The Tidings in the Aula San Giovanni

 BY LAURA CIONI

The publication of Claudel’s masterpiece in the “Books of the Christian Spirit” series brought back to my mind some episodes that may be minor ones, maybe not destined to remain in the archives of Movement history, but are meaningful for me certainly, and maybe also for others. They happened at Catholic University in Milan in 1975, at a time of “renewal” of Movement life which would then find expression in the memorable CL leaders meeting in Riccione in October 1976. At Catholic University, I had close friends–Simone, Amicone, Intiglietta, Fontolan, Banterle, and many others who are less well known yet friends of these above, and friends of friends. When I asked Father Giussani how I was going to “guide” a community of 500 people, he said, “Become the friend of five of them, and you will reach 50.” And so that’s what I tried to do.
Those five friends came either from a highly politicized experience or from a school that had not taught them much, and this may have been why, in my opinion, they had not read some of the basic texts for understanding the heart of the Movement. One of these texts was Claudel’s Tidings Brought to Mary
. And so we started reading the book in the Aula San Giovanni, the classroom we had finally managed to obtain a few years earlier from the university administration as a headquarters for the community (and had cleaned up a little from the usual messiness beloved by militants, although it was still ill-suited to reading and listening.
For me, this play was like a companion: I had read it already in my GS high school years, and reread it a number of times at the university, pulling out the connections, the dominant themes, the symbols hiding behind the words, the temperament of the characters. There is nothing like youth for being fascinated by the allusiveness of situations and events, for falling under the spell of an identification with this or that figure. Time, then, purifies any aestheticism we might feel and fills everything with a more profound truth, because it is more real, more a part of life.
All of us were living that spell then. It was just like the dawn of a prologue and all of us, like Violaine, in the grace of the promise of which she was still unaware, had in front of us, with us, the figure of Pierre de Craon, the builder, the sentinel.

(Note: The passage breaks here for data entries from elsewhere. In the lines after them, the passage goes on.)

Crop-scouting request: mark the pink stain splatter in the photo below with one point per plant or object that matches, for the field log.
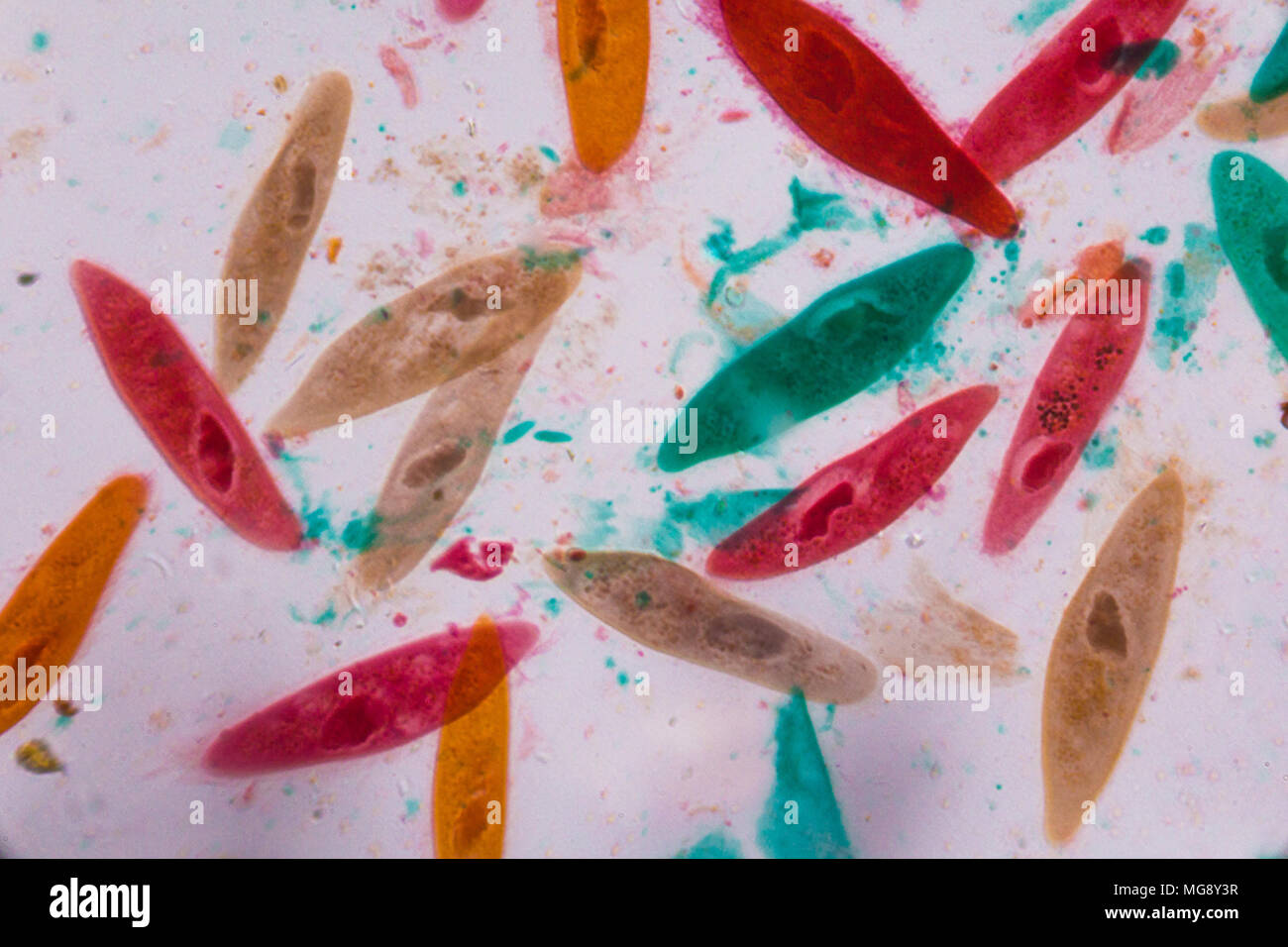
(397, 67)
(424, 245)
(487, 564)
(574, 189)
(456, 11)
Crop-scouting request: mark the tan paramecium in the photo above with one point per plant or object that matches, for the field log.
(441, 330)
(273, 232)
(673, 609)
(1104, 651)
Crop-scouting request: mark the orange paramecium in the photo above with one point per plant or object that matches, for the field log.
(46, 620)
(603, 52)
(473, 750)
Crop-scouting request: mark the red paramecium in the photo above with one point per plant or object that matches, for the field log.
(1070, 78)
(1077, 384)
(385, 701)
(181, 410)
(857, 496)
(857, 108)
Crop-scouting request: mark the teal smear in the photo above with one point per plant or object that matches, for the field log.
(811, 210)
(1160, 60)
(1038, 13)
(668, 540)
(1189, 285)
(596, 523)
(802, 777)
(553, 260)
(357, 535)
(717, 514)
(1271, 78)
(1102, 450)
(360, 534)
(713, 845)
(323, 617)
(235, 137)
(516, 432)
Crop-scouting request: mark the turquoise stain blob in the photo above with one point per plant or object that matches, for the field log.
(1271, 78)
(1250, 202)
(713, 845)
(802, 818)
(838, 346)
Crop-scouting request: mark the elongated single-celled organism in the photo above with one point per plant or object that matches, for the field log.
(473, 755)
(50, 612)
(1252, 227)
(442, 329)
(669, 608)
(1271, 78)
(273, 232)
(370, 706)
(857, 496)
(603, 52)
(840, 344)
(181, 410)
(938, 630)
(1067, 82)
(441, 460)
(1073, 390)
(1104, 651)
(848, 101)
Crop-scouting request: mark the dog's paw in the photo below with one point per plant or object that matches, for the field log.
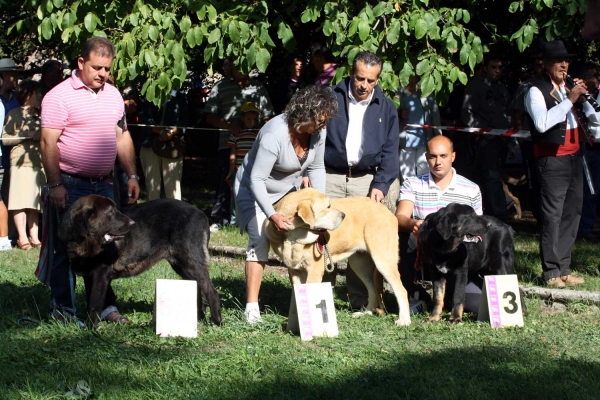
(359, 314)
(434, 318)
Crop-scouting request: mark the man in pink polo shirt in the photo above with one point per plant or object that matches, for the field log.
(81, 138)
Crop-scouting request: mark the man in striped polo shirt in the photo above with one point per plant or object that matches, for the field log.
(426, 194)
(81, 138)
(223, 111)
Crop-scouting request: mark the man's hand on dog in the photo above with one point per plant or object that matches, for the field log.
(417, 226)
(59, 197)
(376, 195)
(133, 190)
(281, 222)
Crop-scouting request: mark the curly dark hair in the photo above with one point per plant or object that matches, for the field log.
(26, 89)
(309, 103)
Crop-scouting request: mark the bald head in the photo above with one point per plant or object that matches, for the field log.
(440, 140)
(440, 156)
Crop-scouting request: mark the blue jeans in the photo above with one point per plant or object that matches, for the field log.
(62, 279)
(588, 209)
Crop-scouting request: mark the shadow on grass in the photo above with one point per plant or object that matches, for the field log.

We were perhaps far from foreseeing that the Angelus was ringing for us too in those decisive years, and yet we felt as true that “Pax tibi
. Everything reposes with God in a profound mystery. But what was hidden returns visible with Him.”
Now, after some years, we are all perhaps more able to understand how easy it is to be like Mara, or like Jacques Hury, and we have to recognize that many times we have been like this, calculating or lacking an ultimate openness to Mystery. Or we can intuit even more the greatness of Anne Vercors in the fourth act: “I live on the threshold of death, and in me is an inexpressible joy,” maybe because some of our friends have passed on, and with them also so many of our loved ones, and each of us has lived many things that, if we had a reunion, would be too much to tell, and would remain untold in a long silence of gratitude to God for having let us live moments like the ones we lived in those years.
This is what The Tidings Brought to Mary means for me, and I hope for all those friends, the ones I’ve named and the other, unnamed ones–it is all the same; they are all present. A book that rings true, read without predefined schemes, with a heart that is still a bit uncertain but already rapt by the beauty of Christ, and a great friendship which has been an introduction to life’s vocation and for which the least inadequate feeling is gratitude. The book alone is not enough, in my opinion, to explain the fact that we take it up again so often, or that certain lines from it pop into our minds in unexpected and serious moments. There is also the messiness (just barely straightened up) in the Aula San Giovanni.